On Friday 24th June, one of the earliest areas to declare a result in the British referendum on membership of the European Union was Sunderland, a small predominantly working-class city in the North of England with a population of less than 300,000. While the city had been expected to vote ‘Leave’ the size of the vote (61% against 39% for ‘Remain’) was a shock.

On the other side of the world, within a few minutes of the Sunderland result the yen had risen by 2%. By close of trading on Friday the Nikkei had fallen by almost 8%, while across the Korean Strait, the KOSPI tumbled by almost 4%, and the Korean won weakened dramatically against the yen and the dollar.

It’s doubtful that the voters of Sunderland anticipated such fluctuations in currency and equity markets across Asia following their vote. Many of them, however, would have known that the result was significant to Nissan, as the Japanese company has been expanding in this region of Britain over the last thirty years. Since 1986, Nissan’s £50 million assembly plant has developed into a £P 3.7 billion investment, and the plant is now (according to the Financial Times in March this year) north-east England’s biggest private sector employer. The company had stated publicly during the campaign that it supported a ‘Remain vote and even threatened legal action against the ‘Leave’ campaign when the campaign used the company’s logo in a leaflet that implied that Nissan supported a ‘Leave’ vote.

According to Nissan’s own figures, over half of the cars manufactured in this plant are exported to continental Europe; so it might seem odd that voters in Sunderland should choose to reject the European Union. After all, many of the jobs in this region might depend upon free trade with the EU. But what the ‘Brexit’ vote shows to foreign investors is that political decisions in Europe are becoming increasingly determined by emotional and populist currents that are not necessarily susceptible to economic logic or even a rational calculation of self-interest.

According to the Wall Street Journal, China, Japan and India were the biggest backers of projects in the UK last year, after France and the US. As such, following the Brexit vote, we expect Asian investors may be looking very carefully at their investments, not just in Britain but across the European continent itself. The British vote has begun a period of uncertainty that may make it more complicated for foreign investors to use Britain as abase for investment and trade across Europe.

In addition to Japanese carmakers manufacturing in the UK, many Chinese companies have also been focused on using London as a stepping-stone to European markets, and the much-discussed new relationship between China and Britain may now be in question. Political risk will likely now be a key factor for many investors looking at other countries in Europe as they try to grapple with the ripple effect of the British referendum—far-right groups in the Netherlands, France and other countries are now pushing for their own referendums on the back of Brexit.

Italy also has a referendum planned in October of this year and, although it is not about Europe but about the structure of Italy’s own political system, the Italian Prime Minister Matteo Renzi has said that he will resign if he loses the referendum. Such a resignation could create political chaos in Italy and across Europe and could give an opportunity for the anti-Euro party Movimento 5 Stelle (currently second in the polls) to win more votes in Italy and press for a referendum on the Euro.
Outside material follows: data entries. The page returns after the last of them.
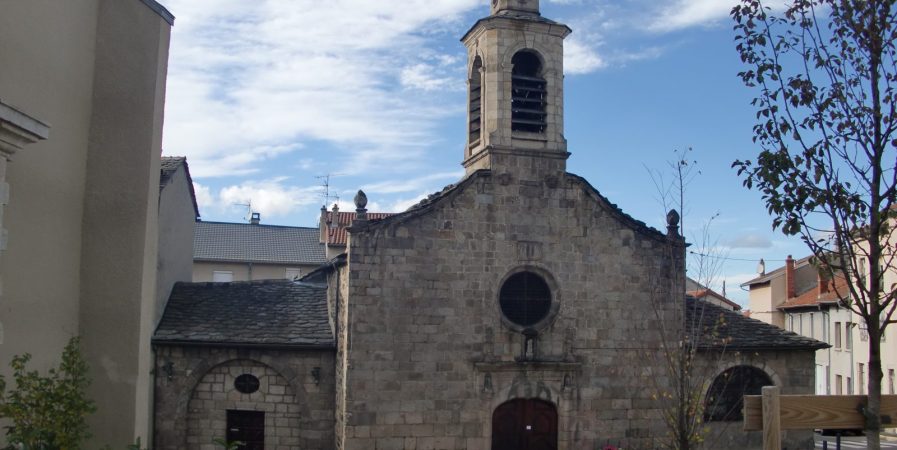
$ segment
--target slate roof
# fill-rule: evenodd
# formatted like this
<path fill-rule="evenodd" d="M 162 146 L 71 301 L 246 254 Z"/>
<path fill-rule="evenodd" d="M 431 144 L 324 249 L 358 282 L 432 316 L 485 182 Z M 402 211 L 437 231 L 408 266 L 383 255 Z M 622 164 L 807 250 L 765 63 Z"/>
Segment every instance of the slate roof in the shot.
<path fill-rule="evenodd" d="M 317 228 L 196 222 L 193 259 L 270 264 L 323 264 Z"/>
<path fill-rule="evenodd" d="M 161 160 L 161 170 L 159 174 L 159 191 L 165 189 L 171 177 L 177 173 L 181 166 L 184 167 L 184 174 L 187 176 L 187 187 L 190 189 L 190 200 L 193 201 L 193 213 L 199 218 L 199 204 L 196 203 L 196 191 L 193 190 L 193 177 L 190 176 L 190 166 L 187 165 L 186 156 L 163 156 Z"/>
<path fill-rule="evenodd" d="M 290 280 L 177 283 L 153 343 L 330 349 L 327 288 Z"/>
<path fill-rule="evenodd" d="M 393 216 L 395 213 L 367 213 L 368 220 L 380 220 L 385 217 Z M 327 243 L 330 245 L 346 245 L 348 242 L 346 233 L 346 228 L 349 225 L 352 225 L 352 221 L 355 220 L 354 212 L 341 212 L 337 211 L 334 215 L 333 211 L 327 211 L 323 215 L 324 223 L 331 224 L 336 218 L 336 226 L 329 226 L 327 233 Z"/>
<path fill-rule="evenodd" d="M 700 330 L 698 347 L 705 350 L 818 350 L 830 347 L 825 342 L 785 331 L 693 297 L 686 297 L 685 311 L 686 321 L 693 327 L 692 330 Z"/>

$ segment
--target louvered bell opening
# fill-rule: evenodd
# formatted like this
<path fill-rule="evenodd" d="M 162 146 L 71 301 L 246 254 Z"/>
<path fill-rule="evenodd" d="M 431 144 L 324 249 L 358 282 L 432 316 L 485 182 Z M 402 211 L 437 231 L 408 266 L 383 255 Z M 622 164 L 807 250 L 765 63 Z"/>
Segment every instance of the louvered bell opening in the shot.
<path fill-rule="evenodd" d="M 469 139 L 471 146 L 476 145 L 482 134 L 483 127 L 483 61 L 478 56 L 472 66 L 470 72 L 470 105 L 467 117 L 470 118 L 467 124 Z"/>
<path fill-rule="evenodd" d="M 470 143 L 480 140 L 480 129 L 482 128 L 482 92 L 480 86 L 471 87 L 470 89 Z"/>
<path fill-rule="evenodd" d="M 545 80 L 511 77 L 511 129 L 530 133 L 545 132 Z"/>
<path fill-rule="evenodd" d="M 517 325 L 531 326 L 548 316 L 551 290 L 545 280 L 534 273 L 516 273 L 502 285 L 499 304 L 508 320 Z"/>
<path fill-rule="evenodd" d="M 518 52 L 511 62 L 511 130 L 544 133 L 548 92 L 542 62 L 531 51 Z"/>

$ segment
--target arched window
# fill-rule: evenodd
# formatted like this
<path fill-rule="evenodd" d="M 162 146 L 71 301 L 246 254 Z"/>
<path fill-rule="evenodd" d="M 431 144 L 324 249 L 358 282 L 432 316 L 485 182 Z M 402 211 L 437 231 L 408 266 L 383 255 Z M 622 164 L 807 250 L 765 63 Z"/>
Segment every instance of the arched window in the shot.
<path fill-rule="evenodd" d="M 750 366 L 736 366 L 719 374 L 704 400 L 704 421 L 736 421 L 744 418 L 744 396 L 760 395 L 773 382 L 766 372 Z"/>
<path fill-rule="evenodd" d="M 470 71 L 470 109 L 468 110 L 470 123 L 469 133 L 471 144 L 480 140 L 483 128 L 483 60 L 479 56 L 473 61 Z"/>
<path fill-rule="evenodd" d="M 511 130 L 544 133 L 547 94 L 542 61 L 535 53 L 522 50 L 511 63 Z"/>
<path fill-rule="evenodd" d="M 501 286 L 499 304 L 502 314 L 511 323 L 529 327 L 551 312 L 551 289 L 539 275 L 518 272 Z"/>
<path fill-rule="evenodd" d="M 558 412 L 540 399 L 515 399 L 492 413 L 492 450 L 558 448 Z"/>

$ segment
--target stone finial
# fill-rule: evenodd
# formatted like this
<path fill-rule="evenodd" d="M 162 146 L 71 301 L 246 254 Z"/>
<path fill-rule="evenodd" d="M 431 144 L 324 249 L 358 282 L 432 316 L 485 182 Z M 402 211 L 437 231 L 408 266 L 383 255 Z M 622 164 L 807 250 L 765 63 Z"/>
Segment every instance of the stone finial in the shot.
<path fill-rule="evenodd" d="M 679 236 L 679 212 L 675 209 L 667 213 L 667 236 Z"/>
<path fill-rule="evenodd" d="M 492 0 L 492 15 L 502 11 L 539 14 L 539 0 Z"/>
<path fill-rule="evenodd" d="M 359 189 L 358 193 L 355 194 L 355 220 L 368 219 L 368 210 L 365 208 L 367 205 L 368 196 L 365 195 L 364 191 Z"/>

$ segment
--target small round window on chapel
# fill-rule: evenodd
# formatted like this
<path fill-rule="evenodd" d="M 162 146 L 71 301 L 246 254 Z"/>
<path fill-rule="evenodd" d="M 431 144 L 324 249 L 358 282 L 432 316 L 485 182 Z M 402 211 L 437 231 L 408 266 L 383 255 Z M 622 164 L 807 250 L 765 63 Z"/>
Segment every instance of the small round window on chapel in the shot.
<path fill-rule="evenodd" d="M 259 390 L 259 379 L 252 374 L 244 373 L 234 380 L 234 388 L 243 394 L 253 394 Z"/>
<path fill-rule="evenodd" d="M 505 280 L 499 293 L 501 312 L 511 323 L 529 327 L 548 317 L 551 289 L 532 272 L 518 272 Z"/>

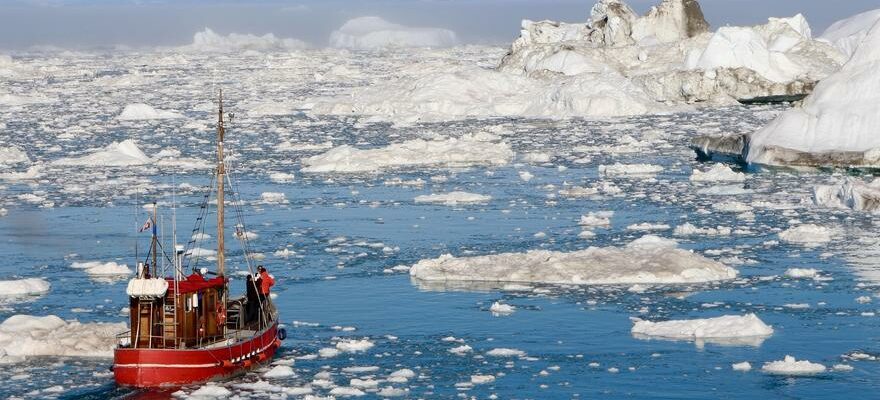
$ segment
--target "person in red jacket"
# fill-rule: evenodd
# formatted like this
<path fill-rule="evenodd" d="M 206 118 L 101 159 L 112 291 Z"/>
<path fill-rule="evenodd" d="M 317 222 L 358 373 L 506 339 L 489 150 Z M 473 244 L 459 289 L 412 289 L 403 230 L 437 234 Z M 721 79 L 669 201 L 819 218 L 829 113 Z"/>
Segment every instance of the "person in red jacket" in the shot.
<path fill-rule="evenodd" d="M 257 271 L 260 273 L 260 295 L 265 298 L 269 296 L 269 289 L 275 285 L 275 278 L 262 265 L 257 267 Z"/>

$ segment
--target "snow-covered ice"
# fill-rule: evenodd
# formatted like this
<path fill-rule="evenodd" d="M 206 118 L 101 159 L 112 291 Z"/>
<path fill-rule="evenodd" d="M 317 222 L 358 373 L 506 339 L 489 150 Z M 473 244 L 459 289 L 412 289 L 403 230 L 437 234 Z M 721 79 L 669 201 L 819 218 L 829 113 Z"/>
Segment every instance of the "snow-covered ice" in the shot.
<path fill-rule="evenodd" d="M 33 356 L 112 357 L 125 323 L 80 323 L 54 315 L 13 315 L 0 323 L 0 363 Z"/>
<path fill-rule="evenodd" d="M 0 280 L 0 297 L 35 296 L 49 292 L 51 285 L 42 278 Z"/>
<path fill-rule="evenodd" d="M 410 275 L 425 281 L 526 282 L 609 285 L 701 283 L 733 279 L 737 271 L 656 237 L 625 247 L 574 252 L 532 250 L 486 256 L 446 254 L 419 261 Z"/>
<path fill-rule="evenodd" d="M 449 193 L 425 194 L 416 196 L 413 200 L 416 203 L 439 203 L 447 206 L 456 206 L 459 204 L 487 203 L 492 200 L 492 196 L 456 191 Z"/>
<path fill-rule="evenodd" d="M 755 314 L 661 322 L 634 319 L 631 331 L 636 337 L 701 340 L 723 344 L 760 343 L 773 334 L 773 328 Z"/>
<path fill-rule="evenodd" d="M 814 375 L 825 372 L 826 368 L 822 364 L 807 360 L 798 361 L 794 357 L 787 355 L 780 361 L 764 363 L 761 370 L 774 375 Z"/>

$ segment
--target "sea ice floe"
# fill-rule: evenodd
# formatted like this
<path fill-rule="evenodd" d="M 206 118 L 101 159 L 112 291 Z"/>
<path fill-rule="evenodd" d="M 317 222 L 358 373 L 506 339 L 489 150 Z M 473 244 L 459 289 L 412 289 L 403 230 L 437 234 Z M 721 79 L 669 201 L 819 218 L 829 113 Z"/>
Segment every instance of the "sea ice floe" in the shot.
<path fill-rule="evenodd" d="M 825 372 L 825 366 L 807 360 L 798 361 L 792 356 L 783 360 L 764 363 L 761 370 L 775 375 L 814 375 Z"/>
<path fill-rule="evenodd" d="M 735 172 L 724 164 L 715 164 L 706 172 L 695 169 L 691 173 L 690 179 L 691 182 L 742 182 L 746 180 L 746 175 L 742 172 Z"/>
<path fill-rule="evenodd" d="M 49 292 L 51 285 L 42 278 L 0 281 L 0 297 L 35 296 Z"/>
<path fill-rule="evenodd" d="M 865 182 L 846 178 L 840 184 L 816 186 L 813 202 L 825 207 L 876 212 L 880 210 L 880 179 Z"/>
<path fill-rule="evenodd" d="M 759 345 L 773 334 L 773 328 L 755 314 L 662 322 L 634 318 L 633 322 L 631 329 L 633 336 L 647 338 Z"/>
<path fill-rule="evenodd" d="M 804 246 L 818 246 L 830 242 L 833 234 L 834 231 L 830 228 L 816 224 L 804 224 L 779 232 L 779 239 Z"/>
<path fill-rule="evenodd" d="M 492 200 L 492 196 L 455 191 L 416 196 L 413 200 L 416 203 L 439 203 L 447 206 L 457 206 L 459 204 L 487 203 Z"/>
<path fill-rule="evenodd" d="M 89 275 L 128 275 L 131 269 L 125 264 L 117 264 L 116 262 L 101 261 L 85 261 L 75 262 L 70 265 L 71 268 L 84 270 Z"/>
<path fill-rule="evenodd" d="M 733 279 L 737 271 L 656 236 L 625 247 L 574 252 L 533 250 L 473 257 L 443 255 L 419 261 L 410 275 L 425 281 L 551 284 L 701 283 Z"/>
<path fill-rule="evenodd" d="M 52 164 L 85 167 L 129 167 L 144 165 L 152 161 L 134 140 L 113 142 L 102 149 L 96 149 L 81 157 L 60 158 Z"/>

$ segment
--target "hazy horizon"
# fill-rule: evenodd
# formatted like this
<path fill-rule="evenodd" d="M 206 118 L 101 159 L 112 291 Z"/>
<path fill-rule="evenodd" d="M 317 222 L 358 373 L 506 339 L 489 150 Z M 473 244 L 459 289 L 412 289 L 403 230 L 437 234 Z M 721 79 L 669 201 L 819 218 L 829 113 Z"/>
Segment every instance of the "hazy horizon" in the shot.
<path fill-rule="evenodd" d="M 12 0 L 0 5 L 0 48 L 177 46 L 204 28 L 217 33 L 272 33 L 327 44 L 345 21 L 374 15 L 414 27 L 453 30 L 463 44 L 506 44 L 522 19 L 583 22 L 594 0 Z M 628 2 L 646 12 L 659 0 Z M 706 19 L 724 25 L 756 25 L 768 17 L 803 13 L 819 35 L 834 21 L 880 8 L 880 0 L 702 0 Z"/>

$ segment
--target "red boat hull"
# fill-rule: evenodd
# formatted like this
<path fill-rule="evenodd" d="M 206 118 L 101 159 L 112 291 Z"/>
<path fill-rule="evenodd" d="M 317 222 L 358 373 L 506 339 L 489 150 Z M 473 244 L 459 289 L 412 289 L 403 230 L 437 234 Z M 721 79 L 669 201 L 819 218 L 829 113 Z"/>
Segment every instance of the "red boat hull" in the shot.
<path fill-rule="evenodd" d="M 250 340 L 211 349 L 130 349 L 113 353 L 113 375 L 122 386 L 181 386 L 239 375 L 263 364 L 281 346 L 277 322 Z"/>

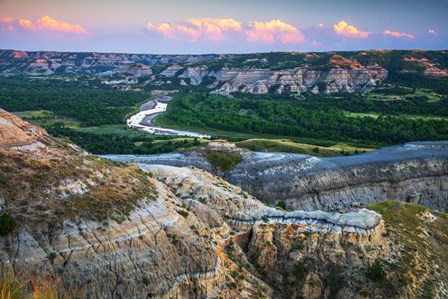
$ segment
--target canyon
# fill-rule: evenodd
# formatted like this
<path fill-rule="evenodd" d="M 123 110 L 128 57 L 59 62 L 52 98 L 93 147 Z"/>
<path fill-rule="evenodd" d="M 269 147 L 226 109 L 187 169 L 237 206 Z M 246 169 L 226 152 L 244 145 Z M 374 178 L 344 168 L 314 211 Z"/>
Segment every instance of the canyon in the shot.
<path fill-rule="evenodd" d="M 255 186 L 248 192 L 230 179 L 233 174 L 238 183 L 244 175 L 253 184 L 250 175 L 257 174 L 277 184 L 286 177 L 299 181 L 291 175 L 294 169 L 311 175 L 306 170 L 314 164 L 333 161 L 337 169 L 334 160 L 269 156 L 214 142 L 205 150 L 239 153 L 243 161 L 227 174 L 197 151 L 175 154 L 183 155 L 177 163 L 196 157 L 210 172 L 200 169 L 201 163 L 161 165 L 160 156 L 153 163 L 119 156 L 137 162 L 126 165 L 0 112 L 0 217 L 16 222 L 0 236 L 3 277 L 55 276 L 61 292 L 102 298 L 448 295 L 446 214 L 399 201 L 349 208 L 353 198 L 344 211 L 323 211 L 306 201 L 305 210 L 284 209 L 267 205 L 275 202 L 269 197 L 262 199 L 266 203 L 258 200 Z M 424 148 L 409 149 L 413 146 Z M 401 161 L 394 162 L 394 150 L 404 152 Z M 404 172 L 406 163 L 418 159 L 428 168 L 425 174 L 446 175 L 444 143 L 384 151 L 383 160 Z M 340 161 L 339 167 L 365 167 L 357 160 L 385 163 L 378 162 L 378 153 L 368 155 L 345 157 L 354 162 Z M 289 161 L 288 167 L 282 161 Z M 438 191 L 444 201 L 421 203 L 445 209 L 446 193 Z M 268 196 L 276 193 L 272 188 Z M 378 263 L 380 274 L 374 270 Z"/>

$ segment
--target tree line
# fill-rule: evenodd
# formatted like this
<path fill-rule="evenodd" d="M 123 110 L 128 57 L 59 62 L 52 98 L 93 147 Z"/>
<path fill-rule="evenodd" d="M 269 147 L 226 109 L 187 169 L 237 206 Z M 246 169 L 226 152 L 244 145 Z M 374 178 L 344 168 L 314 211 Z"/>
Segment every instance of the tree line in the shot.
<path fill-rule="evenodd" d="M 7 111 L 50 110 L 81 126 L 124 123 L 145 92 L 120 91 L 95 81 L 0 77 L 0 107 Z"/>
<path fill-rule="evenodd" d="M 314 106 L 312 101 L 223 98 L 192 93 L 174 98 L 165 118 L 186 127 L 384 145 L 448 139 L 446 120 L 390 115 L 348 117 L 340 109 L 345 104 L 352 109 L 361 105 L 360 112 L 369 110 L 360 101 L 342 103 L 325 106 L 328 102 L 322 100 Z"/>

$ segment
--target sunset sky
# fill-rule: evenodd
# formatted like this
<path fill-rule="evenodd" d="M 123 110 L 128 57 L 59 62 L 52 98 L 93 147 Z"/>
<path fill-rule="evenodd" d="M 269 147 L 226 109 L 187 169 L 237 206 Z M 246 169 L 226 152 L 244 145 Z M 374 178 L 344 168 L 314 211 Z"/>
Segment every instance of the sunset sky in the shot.
<path fill-rule="evenodd" d="M 0 49 L 448 49 L 447 0 L 0 0 Z"/>

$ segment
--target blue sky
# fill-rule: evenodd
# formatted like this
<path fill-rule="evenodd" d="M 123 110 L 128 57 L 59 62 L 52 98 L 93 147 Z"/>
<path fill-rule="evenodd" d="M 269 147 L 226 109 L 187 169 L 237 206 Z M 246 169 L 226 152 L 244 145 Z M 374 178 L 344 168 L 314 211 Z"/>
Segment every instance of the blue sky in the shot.
<path fill-rule="evenodd" d="M 447 49 L 448 1 L 0 0 L 0 48 L 128 53 Z"/>

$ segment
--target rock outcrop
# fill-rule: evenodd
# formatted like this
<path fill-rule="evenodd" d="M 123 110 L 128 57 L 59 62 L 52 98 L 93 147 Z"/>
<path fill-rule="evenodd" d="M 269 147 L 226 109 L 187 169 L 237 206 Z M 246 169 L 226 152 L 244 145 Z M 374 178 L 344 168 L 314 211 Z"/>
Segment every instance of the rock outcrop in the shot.
<path fill-rule="evenodd" d="M 1 120 L 8 125 L 2 136 L 10 128 L 29 136 L 26 142 L 49 138 L 4 111 Z M 226 284 L 227 267 L 236 266 L 221 248 L 229 227 L 211 207 L 202 210 L 214 218 L 200 218 L 138 168 L 64 141 L 32 150 L 17 147 L 16 139 L 2 141 L 1 277 L 56 276 L 60 292 L 82 297 L 237 297 Z M 3 217 L 16 225 L 3 227 Z M 264 285 L 247 275 L 243 298 Z M 269 294 L 269 286 L 264 290 Z"/>
<path fill-rule="evenodd" d="M 45 135 L 6 112 L 2 119 L 14 124 L 17 134 Z M 264 225 L 319 238 L 352 236 L 370 246 L 376 244 L 373 236 L 384 233 L 376 212 L 281 211 L 199 169 L 148 166 L 143 173 L 57 139 L 32 151 L 14 146 L 0 151 L 2 215 L 17 223 L 10 231 L 2 228 L 2 277 L 57 276 L 62 293 L 289 296 L 273 290 L 250 262 L 238 264 L 226 248 L 253 244 L 246 260 L 256 260 L 251 256 L 259 255 L 256 244 L 262 241 L 251 235 Z"/>
<path fill-rule="evenodd" d="M 241 186 L 265 203 L 304 210 L 341 210 L 394 199 L 448 211 L 448 143 L 414 142 L 349 157 L 318 158 L 244 152 L 228 172 L 200 152 L 110 156 L 141 164 L 193 165 Z"/>
<path fill-rule="evenodd" d="M 0 146 L 12 147 L 30 145 L 48 137 L 44 129 L 24 122 L 0 109 Z"/>
<path fill-rule="evenodd" d="M 152 74 L 156 64 L 204 63 L 217 55 L 150 55 L 118 53 L 29 52 L 0 50 L 0 72 L 3 74 L 53 75 L 128 73 Z"/>
<path fill-rule="evenodd" d="M 214 72 L 208 71 L 204 67 L 188 67 L 179 77 L 190 79 L 192 85 L 201 84 L 205 77 L 215 78 L 216 80 L 208 87 L 218 94 L 234 92 L 281 94 L 285 91 L 336 93 L 371 90 L 387 78 L 387 70 L 381 67 L 332 68 L 328 71 L 307 68 L 282 71 L 224 68 Z"/>
<path fill-rule="evenodd" d="M 447 225 L 445 214 L 435 216 L 422 207 L 398 202 L 372 207 L 385 213 L 386 221 L 367 209 L 347 213 L 283 211 L 266 207 L 240 188 L 197 168 L 141 167 L 213 227 L 222 227 L 218 215 L 223 217 L 230 230 L 221 234 L 221 244 L 239 265 L 229 267 L 238 286 L 249 271 L 272 287 L 273 298 L 443 298 L 448 294 L 448 269 L 437 265 L 445 249 L 428 237 L 446 240 L 443 229 L 435 229 Z M 206 212 L 207 207 L 213 207 L 213 212 Z M 398 225 L 400 217 L 406 218 L 405 224 Z M 416 240 L 415 251 L 409 251 L 406 244 L 410 239 L 405 236 Z M 375 263 L 383 265 L 377 270 L 384 275 L 378 278 L 382 286 L 369 274 Z M 434 267 L 441 271 L 430 274 Z M 397 268 L 400 270 L 393 270 Z M 403 277 L 408 277 L 409 283 L 403 284 Z M 425 289 L 419 287 L 422 285 Z"/>

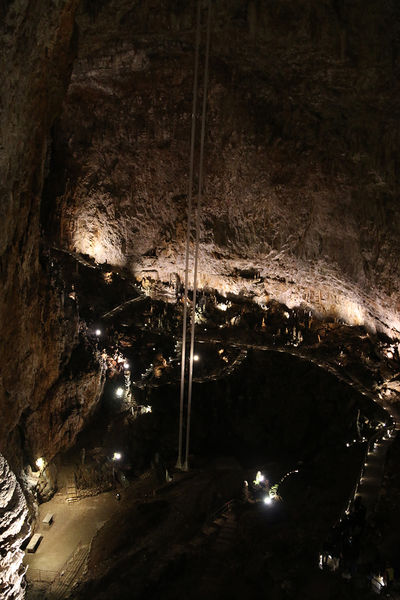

Analysis of the British vote shows that it was split between ‘haves and ‘have-nots’. Surveys and media reports suggest that those citizens that voted for ‘Remain’ felt themselves to be left behind by globalisation. They did not appear to favour a new and outward-facing free-trade UK unshackled from the EU but a more protectionist UK, less open to foreign influence and trade. How this will develop is impossible to predict at the moment but a more protectionist mood in the UK would arguably affect Asian companies operating and investing there in a variety of different ways. For example, currently the UK has to conform to the EU procurement directive in all its public sector procurement and is also unable to give state aid to British companies, except under limited circumstances. No-one knows how this might change after Brexit but it could be a highly relevant consideration for Asian companies bidding for large infrastructure and energy contracts in the UK. Would a protectionist UK government be more reluctant to involve Chinese or Japanese companies in nuclear energyor high-speed rail projects, for example? Or, alternatively, might a post-Brexit government that was less focused on Europe be more welcoming to investors from elsewhere, including Asia?

The regulatory and legal aspects of Brexit are going to keep lawyers very busy for years to come, but specific investments may in the future be determined less by rules made in Brussels and more by an increasingly flexible approach, which may allow foreign companies to negotiate incentives for investments with local and national government that are not possible under current EU regulations. In such circumstances, it will be vital for companies to understand more about the local context and issues surrounding any investment they make, including researching the profiles of the key local stakeholders. In addition, if the UK does decide to cancel or lesson some of the rights of employees derived from the European Union, this could make the role of the unions more important as they will likely attempt to prevent workers from losing some of their current rights.

As Britain tries to determine what the country’s next steps should be, investors in Asia and elsewhere should be thinking carefully about how they can manage the political and economic risks that have been thrown into sharp relief by this vote. As the situation develops, we will be issuing regular updates for our clients to help them foresee, manage and mitigate some of these risks.

Jason Wright is a managing director with Kroll’s Investigations and Disputes practice, based in Hong Kong. Views are personal.